As research progresses, it is hoped that the insights gained from immunogenetics will not only enhance our understanding of long COVID but also pave the way for more personalised and comprehensive care strategies, ultimately improving the quality of life for those affected by this perplexing condition. 

Future directions in long COVID research

The research landscape surrounding long COVID is rapidly expanding, exploring the complexities of this condition to uncover why it manifests so variably among individuals. This variability underscores the critical role of genetics and the immune system in influencing the range of responses observed in long COVID patients. Currently, approximately 90 studies are underway, aiming to identify effective treatments for long COVID. These efforts, however, are in their nascent stages and will require time to yield clinically actionable insights.

The approach to managing long COVID, for now, remains symptomatically focused, adopting a holistic strategy that addresses the multifaceted nature of the condition. Treatments being explored include the use of compression stockings, physical therapy, activity pacing, flexibility and strength training, and specific medications tailored to alleviate symptoms.

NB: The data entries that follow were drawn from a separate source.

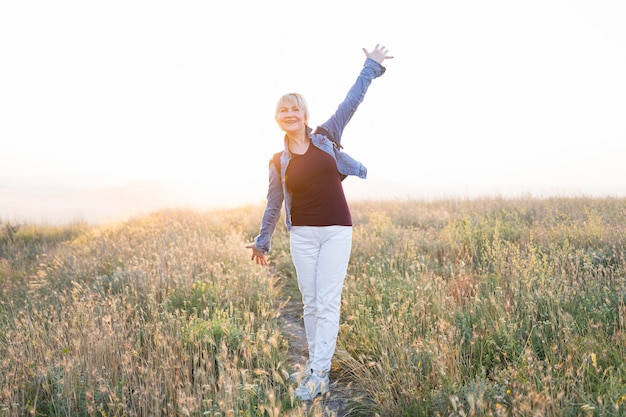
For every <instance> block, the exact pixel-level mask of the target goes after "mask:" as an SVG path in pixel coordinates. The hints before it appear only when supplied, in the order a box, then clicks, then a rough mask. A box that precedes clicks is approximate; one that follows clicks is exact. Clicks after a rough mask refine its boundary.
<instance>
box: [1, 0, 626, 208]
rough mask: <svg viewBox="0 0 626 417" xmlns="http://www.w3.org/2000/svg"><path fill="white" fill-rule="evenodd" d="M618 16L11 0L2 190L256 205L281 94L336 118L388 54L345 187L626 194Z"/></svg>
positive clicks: (68, 1)
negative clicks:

Despite these advancements, the essence of treating long COVID will likely continue to necessitate a multidisciplinary, team-based approach. Such an approach integrates the expertise of various healthcare professionals to address not just the physical aspects of the condition, but also the psychological, social, and rehabilitative needs of patients. 

Conclusion

The exploration into long COVID, a persistent aftermath of the COVID-19 pandemic, underscores a critical frontier in medical research. Immunogenetics, with its potential to explain individual immune responses, will be crucial as we move towards a better understanding of long COVID. As we explore the genetic differences that dictate why some are more susceptible to prolonged symptoms, one truth rises to the top: the future of long COVID treatment is poised to transform from a one-size-fits-all approach to tailored therapies. This shift not only promises more effective management of long COVID but also a more profound understanding of the interaction between our genetics and the diseases we face.